When it is used, order

When in use

When it is used, order

S3：

S4: judgment of

When in use

When the temperature of the water is higher than the set temperature,

keeping the original value unchanged;

when in use

When it is used, order

S5: outputting the data

Wherein,

as a weight parameter

Actual coded values after coding;

weight parameter

By two coded values

And

determining, weighting, parameters

By two coded values

And

are determined jointly, wherein

Is a shared negative encoded value;

mapping is stored to

The positive matrix is a matrix of positive ions,

mapping is stored to

The positive matrix is a matrix of positive ions,

the mapping is stored to the shared negative matrix.

3. The method of claim 1, using

A negative matrix of the matrix is formed,

s1: inputting weight parameters

S2: judgment of

When in use

Order to

When in use

Order to

S3：

S4: judgment of

When in use

When the temperature of the water is higher than the set temperature,

keeping the original value unchanged;

when in use

When the temperature of the water is higher than the set temperature,

s5: outputting the data

Wherein,

as a weight parameter

Actual coded values after coding;

weight parameter

By two coded values

And

determining, weighting, parameters

By two coded values

And

are determined jointly, wherein

To share a positive encoded value;

mapping is stored to

A negative matrix of the matrix is formed,

mapping is stored to

A negative matrix of the matrix is formed,

the mapping is stored to the shared positive matrix.

4. A neural network chip comprising an inventory array formed by a plurality of inventory devices, each weight value in a neural network weight matrix being written one by one into a corresponding inventory device, characterized in that the neural network weight matrix is obtained by using the neural network weight parameter coding method according to any one of claims 1 to 3.

5. The chip of claim 4, wherein the memory device is a non-volatile memory device.

6. The chip of claim 5, wherein the precision of the memory device is 8 bits.

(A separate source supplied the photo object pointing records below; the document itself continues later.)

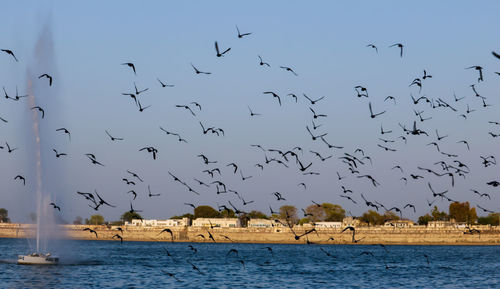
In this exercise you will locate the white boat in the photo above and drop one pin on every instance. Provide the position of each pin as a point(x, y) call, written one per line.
point(37, 259)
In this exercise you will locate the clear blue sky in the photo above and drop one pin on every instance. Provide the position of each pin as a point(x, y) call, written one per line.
point(324, 42)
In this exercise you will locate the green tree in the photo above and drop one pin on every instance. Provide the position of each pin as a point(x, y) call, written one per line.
point(462, 212)
point(425, 219)
point(187, 215)
point(205, 212)
point(95, 220)
point(373, 218)
point(289, 213)
point(438, 215)
point(4, 216)
point(257, 215)
point(315, 213)
point(78, 221)
point(334, 213)
point(492, 219)
point(128, 216)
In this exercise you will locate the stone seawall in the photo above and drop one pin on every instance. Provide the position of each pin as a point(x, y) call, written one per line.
point(366, 235)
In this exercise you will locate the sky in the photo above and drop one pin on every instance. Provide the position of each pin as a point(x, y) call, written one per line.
point(83, 46)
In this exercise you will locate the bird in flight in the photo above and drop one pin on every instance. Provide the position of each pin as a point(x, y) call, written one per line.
point(219, 54)
point(199, 71)
point(480, 69)
point(288, 69)
point(65, 131)
point(262, 62)
point(112, 137)
point(56, 207)
point(58, 154)
point(131, 65)
point(10, 52)
point(400, 48)
point(164, 84)
point(372, 115)
point(48, 77)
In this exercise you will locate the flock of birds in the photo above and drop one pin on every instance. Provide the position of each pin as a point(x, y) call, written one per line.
point(354, 160)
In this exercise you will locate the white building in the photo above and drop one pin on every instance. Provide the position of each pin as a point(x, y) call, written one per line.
point(184, 222)
point(217, 222)
point(265, 223)
point(335, 225)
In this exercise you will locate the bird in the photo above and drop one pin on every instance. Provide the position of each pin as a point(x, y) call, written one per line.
point(59, 154)
point(151, 150)
point(131, 65)
point(253, 113)
point(199, 71)
point(40, 110)
point(9, 149)
point(289, 69)
point(480, 70)
point(168, 231)
point(133, 193)
point(46, 76)
point(164, 84)
point(372, 115)
point(56, 207)
point(10, 53)
point(112, 137)
point(119, 237)
point(151, 194)
point(91, 231)
point(219, 54)
point(274, 95)
point(241, 35)
point(400, 48)
point(313, 102)
point(19, 177)
point(261, 63)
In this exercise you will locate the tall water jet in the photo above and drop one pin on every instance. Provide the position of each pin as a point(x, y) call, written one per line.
point(45, 222)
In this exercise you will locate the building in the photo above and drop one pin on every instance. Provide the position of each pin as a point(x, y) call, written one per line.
point(217, 222)
point(440, 224)
point(184, 222)
point(350, 221)
point(332, 225)
point(265, 223)
point(399, 224)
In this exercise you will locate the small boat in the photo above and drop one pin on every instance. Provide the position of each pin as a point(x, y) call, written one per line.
point(37, 259)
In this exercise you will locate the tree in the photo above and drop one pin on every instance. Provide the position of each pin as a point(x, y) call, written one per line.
point(289, 213)
point(257, 215)
point(227, 214)
point(78, 221)
point(334, 213)
point(128, 216)
point(462, 212)
point(95, 220)
point(439, 216)
point(317, 212)
point(492, 219)
point(425, 219)
point(4, 216)
point(373, 218)
point(205, 212)
point(187, 215)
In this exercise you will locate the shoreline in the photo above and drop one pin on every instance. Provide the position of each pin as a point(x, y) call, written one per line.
point(283, 235)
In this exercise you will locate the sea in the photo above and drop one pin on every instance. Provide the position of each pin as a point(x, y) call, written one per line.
point(111, 264)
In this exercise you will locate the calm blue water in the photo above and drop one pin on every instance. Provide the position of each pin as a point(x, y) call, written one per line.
point(103, 264)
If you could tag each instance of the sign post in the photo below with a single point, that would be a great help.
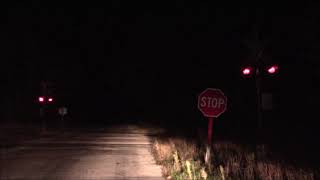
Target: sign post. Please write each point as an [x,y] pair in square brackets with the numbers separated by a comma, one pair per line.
[212,103]
[63,111]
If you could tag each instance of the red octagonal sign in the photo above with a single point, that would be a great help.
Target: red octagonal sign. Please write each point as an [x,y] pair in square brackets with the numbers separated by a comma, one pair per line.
[212,102]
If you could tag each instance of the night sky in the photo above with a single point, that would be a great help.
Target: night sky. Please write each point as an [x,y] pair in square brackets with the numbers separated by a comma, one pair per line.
[150,61]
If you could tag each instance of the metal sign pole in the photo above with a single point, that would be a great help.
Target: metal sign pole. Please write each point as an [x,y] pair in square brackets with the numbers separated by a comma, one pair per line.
[210,122]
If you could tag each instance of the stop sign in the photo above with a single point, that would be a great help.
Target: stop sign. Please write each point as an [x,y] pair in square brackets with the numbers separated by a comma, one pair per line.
[212,102]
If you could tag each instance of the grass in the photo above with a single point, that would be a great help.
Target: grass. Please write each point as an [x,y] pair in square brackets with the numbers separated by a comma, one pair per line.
[182,158]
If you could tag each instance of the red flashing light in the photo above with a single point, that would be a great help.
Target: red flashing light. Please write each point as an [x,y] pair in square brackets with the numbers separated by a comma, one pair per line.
[247,71]
[273,69]
[41,99]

7. The chip of claim 5, wherein the precision of the memory device is 4 bits.

8. A computing device comprising a memory and a processor, the memory having stored thereon computer-executable instructions, wherein the instructions, when executed by the processor, perform the neural network weight parameter encoding method of any one of claims 1-3.

9. A neural network hardware system, comprising: the neural network chip of any one of claims 4-7 and/or the computing device of claim 8.

10. Use of the neural network weight parameter coding method according to any one of claims 1 to 3 and/or the neural network chip according to any one of claims 4 to 7 and/or the computing device according to claim 8 and/or the neural network hardware system according to claim 9 in the field of neural network technology.